Мне показалось очевидным, что в определенном смысле она сама не хочет, чтобы барьер был устранен и, разумеется, вся мощь врачей не могла переубедить ее. Дело было очевидным и без оркестрового оформления, вот в чем заключалась ее так называемая «нимфомания», которой, как уверяли меня эти преподобные джентльмены, она страдала. Иногда я чувствовал себя убежденным в том, что они правы, иногда я сомневался. И все же было заманчиво наблюдать в ее поведении прошение того, что каждый мужчина преподносил ей обещание освобождения в ней ее страстной сущности, освобождения от этого удушливого самозаточения, где секс мог питаться только жарким пламенем фантазии.

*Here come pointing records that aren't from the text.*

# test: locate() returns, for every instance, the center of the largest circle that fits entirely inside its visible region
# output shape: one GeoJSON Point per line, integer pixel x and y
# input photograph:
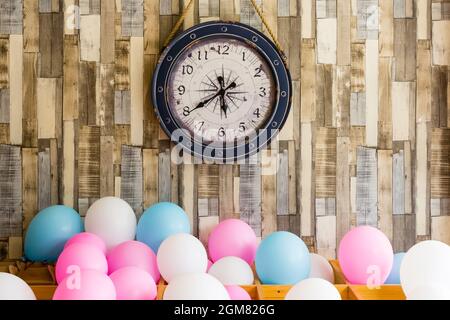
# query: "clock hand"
{"type": "Point", "coordinates": [221, 92]}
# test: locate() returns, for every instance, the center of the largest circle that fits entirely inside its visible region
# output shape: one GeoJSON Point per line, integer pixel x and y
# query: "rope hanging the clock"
{"type": "Point", "coordinates": [177, 26]}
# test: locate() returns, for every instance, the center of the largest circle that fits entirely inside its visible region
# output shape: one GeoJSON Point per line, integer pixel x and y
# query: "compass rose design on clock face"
{"type": "Point", "coordinates": [222, 84]}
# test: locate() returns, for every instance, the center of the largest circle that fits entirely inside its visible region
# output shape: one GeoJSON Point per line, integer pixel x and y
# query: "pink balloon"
{"type": "Point", "coordinates": [233, 237]}
{"type": "Point", "coordinates": [237, 293]}
{"type": "Point", "coordinates": [365, 256]}
{"type": "Point", "coordinates": [133, 254]}
{"type": "Point", "coordinates": [87, 238]}
{"type": "Point", "coordinates": [86, 285]}
{"type": "Point", "coordinates": [209, 265]}
{"type": "Point", "coordinates": [80, 256]}
{"type": "Point", "coordinates": [133, 283]}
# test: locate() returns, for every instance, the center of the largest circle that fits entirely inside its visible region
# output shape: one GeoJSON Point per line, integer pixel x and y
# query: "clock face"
{"type": "Point", "coordinates": [221, 89]}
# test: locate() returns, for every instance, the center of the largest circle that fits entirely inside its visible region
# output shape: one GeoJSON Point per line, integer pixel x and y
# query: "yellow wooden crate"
{"type": "Point", "coordinates": [42, 280]}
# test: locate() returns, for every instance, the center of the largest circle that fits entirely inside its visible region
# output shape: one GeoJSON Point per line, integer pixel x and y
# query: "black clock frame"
{"type": "Point", "coordinates": [218, 151]}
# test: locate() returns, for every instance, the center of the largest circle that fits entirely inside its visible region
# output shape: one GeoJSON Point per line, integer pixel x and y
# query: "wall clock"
{"type": "Point", "coordinates": [221, 91]}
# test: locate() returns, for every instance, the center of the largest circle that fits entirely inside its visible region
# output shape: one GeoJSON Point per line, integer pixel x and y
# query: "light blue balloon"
{"type": "Point", "coordinates": [159, 222]}
{"type": "Point", "coordinates": [282, 258]}
{"type": "Point", "coordinates": [49, 231]}
{"type": "Point", "coordinates": [394, 276]}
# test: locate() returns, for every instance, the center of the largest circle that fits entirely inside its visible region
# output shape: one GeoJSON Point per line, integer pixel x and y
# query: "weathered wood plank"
{"type": "Point", "coordinates": [358, 67]}
{"type": "Point", "coordinates": [248, 14]}
{"type": "Point", "coordinates": [404, 232]}
{"type": "Point", "coordinates": [122, 78]}
{"type": "Point", "coordinates": [44, 196]}
{"type": "Point", "coordinates": [439, 84]}
{"type": "Point", "coordinates": [89, 162]}
{"type": "Point", "coordinates": [441, 42]}
{"type": "Point", "coordinates": [325, 162]}
{"type": "Point", "coordinates": [4, 106]}
{"type": "Point", "coordinates": [164, 175]}
{"type": "Point", "coordinates": [423, 13]}
{"type": "Point", "coordinates": [423, 177]}
{"type": "Point", "coordinates": [424, 81]}
{"type": "Point", "coordinates": [403, 108]}
{"type": "Point", "coordinates": [306, 176]}
{"type": "Point", "coordinates": [107, 167]}
{"type": "Point", "coordinates": [439, 229]}
{"type": "Point", "coordinates": [90, 39]}
{"type": "Point", "coordinates": [366, 187]}
{"type": "Point", "coordinates": [30, 184]}
{"type": "Point", "coordinates": [87, 96]}
{"type": "Point", "coordinates": [343, 33]}
{"type": "Point", "coordinates": [326, 236]}
{"type": "Point", "coordinates": [16, 87]}
{"type": "Point", "coordinates": [150, 167]}
{"type": "Point", "coordinates": [131, 182]}
{"type": "Point", "coordinates": [386, 28]}
{"type": "Point", "coordinates": [250, 196]}
{"type": "Point", "coordinates": [440, 163]}
{"type": "Point", "coordinates": [226, 191]}
{"type": "Point", "coordinates": [68, 166]}
{"type": "Point", "coordinates": [326, 41]}
{"type": "Point", "coordinates": [307, 83]}
{"type": "Point", "coordinates": [11, 17]}
{"type": "Point", "coordinates": [308, 18]}
{"type": "Point", "coordinates": [282, 176]}
{"type": "Point", "coordinates": [49, 100]}
{"type": "Point", "coordinates": [405, 49]}
{"type": "Point", "coordinates": [268, 193]}
{"type": "Point", "coordinates": [30, 26]}
{"type": "Point", "coordinates": [151, 26]}
{"type": "Point", "coordinates": [137, 90]}
{"type": "Point", "coordinates": [51, 44]}
{"type": "Point", "coordinates": [107, 32]}
{"type": "Point", "coordinates": [71, 77]}
{"type": "Point", "coordinates": [133, 18]}
{"type": "Point", "coordinates": [367, 21]}
{"type": "Point", "coordinates": [372, 102]}
{"type": "Point", "coordinates": [343, 205]}
{"type": "Point", "coordinates": [398, 182]}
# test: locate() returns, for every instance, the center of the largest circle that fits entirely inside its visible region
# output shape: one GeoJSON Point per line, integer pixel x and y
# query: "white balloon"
{"type": "Point", "coordinates": [426, 262]}
{"type": "Point", "coordinates": [112, 219]}
{"type": "Point", "coordinates": [14, 288]}
{"type": "Point", "coordinates": [179, 254]}
{"type": "Point", "coordinates": [430, 292]}
{"type": "Point", "coordinates": [313, 289]}
{"type": "Point", "coordinates": [195, 286]}
{"type": "Point", "coordinates": [232, 271]}
{"type": "Point", "coordinates": [321, 268]}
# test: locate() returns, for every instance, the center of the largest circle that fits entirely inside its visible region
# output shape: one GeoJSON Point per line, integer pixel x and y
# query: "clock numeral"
{"type": "Point", "coordinates": [187, 69]}
{"type": "Point", "coordinates": [222, 49]}
{"type": "Point", "coordinates": [262, 92]}
{"type": "Point", "coordinates": [204, 55]}
{"type": "Point", "coordinates": [199, 125]}
{"type": "Point", "coordinates": [258, 72]}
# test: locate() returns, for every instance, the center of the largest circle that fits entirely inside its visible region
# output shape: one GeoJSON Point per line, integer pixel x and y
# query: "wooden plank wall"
{"type": "Point", "coordinates": [367, 140]}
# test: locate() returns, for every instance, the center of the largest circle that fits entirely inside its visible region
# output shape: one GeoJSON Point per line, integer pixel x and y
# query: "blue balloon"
{"type": "Point", "coordinates": [282, 258]}
{"type": "Point", "coordinates": [49, 231]}
{"type": "Point", "coordinates": [159, 222]}
{"type": "Point", "coordinates": [394, 276]}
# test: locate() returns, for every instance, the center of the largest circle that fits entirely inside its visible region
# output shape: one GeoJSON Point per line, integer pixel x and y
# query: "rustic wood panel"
{"type": "Point", "coordinates": [366, 141]}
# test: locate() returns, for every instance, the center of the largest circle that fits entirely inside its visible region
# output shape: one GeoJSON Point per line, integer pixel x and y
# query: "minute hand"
{"type": "Point", "coordinates": [219, 93]}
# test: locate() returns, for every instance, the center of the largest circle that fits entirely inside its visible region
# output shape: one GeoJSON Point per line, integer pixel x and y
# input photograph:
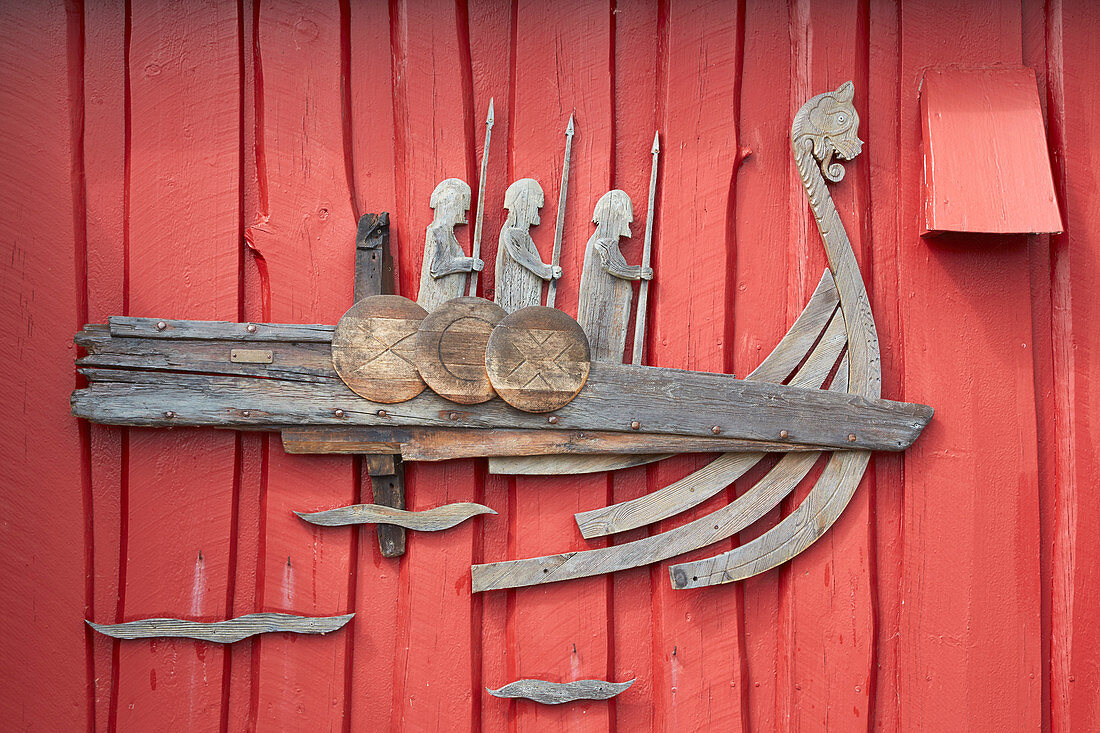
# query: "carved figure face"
{"type": "Point", "coordinates": [524, 199]}
{"type": "Point", "coordinates": [835, 124]}
{"type": "Point", "coordinates": [614, 208]}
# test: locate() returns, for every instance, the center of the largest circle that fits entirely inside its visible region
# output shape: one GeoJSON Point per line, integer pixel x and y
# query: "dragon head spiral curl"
{"type": "Point", "coordinates": [828, 126]}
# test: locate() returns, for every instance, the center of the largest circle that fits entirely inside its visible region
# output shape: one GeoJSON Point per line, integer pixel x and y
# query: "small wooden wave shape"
{"type": "Point", "coordinates": [553, 693]}
{"type": "Point", "coordinates": [433, 520]}
{"type": "Point", "coordinates": [223, 632]}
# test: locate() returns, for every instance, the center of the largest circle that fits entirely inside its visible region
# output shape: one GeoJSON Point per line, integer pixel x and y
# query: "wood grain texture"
{"type": "Point", "coordinates": [184, 156]}
{"type": "Point", "coordinates": [374, 348]}
{"type": "Point", "coordinates": [44, 536]}
{"type": "Point", "coordinates": [223, 632]}
{"type": "Point", "coordinates": [432, 520]}
{"type": "Point", "coordinates": [300, 242]}
{"type": "Point", "coordinates": [554, 693]}
{"type": "Point", "coordinates": [450, 349]}
{"type": "Point", "coordinates": [694, 535]}
{"type": "Point", "coordinates": [537, 359]}
{"type": "Point", "coordinates": [615, 396]}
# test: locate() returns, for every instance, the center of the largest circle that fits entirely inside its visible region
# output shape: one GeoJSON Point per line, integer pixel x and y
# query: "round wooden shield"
{"type": "Point", "coordinates": [374, 348]}
{"type": "Point", "coordinates": [537, 359]}
{"type": "Point", "coordinates": [450, 349]}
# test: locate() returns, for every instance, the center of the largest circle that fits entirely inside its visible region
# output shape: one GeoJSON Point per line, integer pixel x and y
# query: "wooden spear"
{"type": "Point", "coordinates": [481, 198]}
{"type": "Point", "coordinates": [560, 228]}
{"type": "Point", "coordinates": [639, 321]}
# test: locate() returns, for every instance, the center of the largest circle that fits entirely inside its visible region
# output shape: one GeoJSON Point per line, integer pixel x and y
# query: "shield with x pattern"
{"type": "Point", "coordinates": [374, 348]}
{"type": "Point", "coordinates": [538, 359]}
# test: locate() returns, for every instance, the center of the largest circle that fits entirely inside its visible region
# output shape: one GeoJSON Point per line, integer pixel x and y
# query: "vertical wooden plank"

Возможно, мы совершили ошибку, начав говорить об этом открыто, как о проблеме, которую надо разрешить, потому что это лишь наполнило ее сознанием собственной значительности и, более того, прибавило ко всему нервное волнение, нерешительность, чего прежде не было. Она принимала поцелуи как одежды страданий. В самом деле, я несколько озадачен, когда вспоминаю, как долго и безуспешно выискивал извинения, которые могли бы представить ее аморальность если не приятной, то хотя бы понятной. Теперь я понимаю, как много потратил впустую времени вместо того, чтобы развлекать ее и отвлекать от поглощенности всем этим, полагая: «Она настолько же заслуживает доверия, насколько она прекрасна. Она принимает любовь, как растения влагу, — легко и бездумно». Тогда я бы смог пройти с ней рука об руку вдоль гниющего канала или поплыть на пропитанный солнцем Мареотис, радуясь ей такой, какая она есть, принимая ее такой, какая она есть. Что за волшебный дар несчастья присущ нам, писателям! Я знаю только то, что это длинное и болезненное исследование Клавдии увенчалось успехом не только в том, что она стала менее уверена в себе, но к тому же еще более осознанно бессовестной; хуже всего, она стала воспринимать меня как врага, который выискивает любое неправильное истолкование, каждое слово или жест, которые могут ее выдать. Она вдвойне была начеку и, в самом деле, стала обвинять меня в неоправданной ревности. Может быть, она была права. Я помню, как она говорила: «Ты теперь живешь в моем интимном мире. Я была дурой, что все тебе рассказала, что была столь откровенна. Обрати внимание, как ты сейчас меня расспрашиваешь, как несколько дней подряд задаешь одни и те же вопросы. И при малейшей неточности ты набрасываешься на меня. Ты же знаешь, что я не могу рассказать одну и ту же историю дважды одинаково. Это означает, что я лгу?»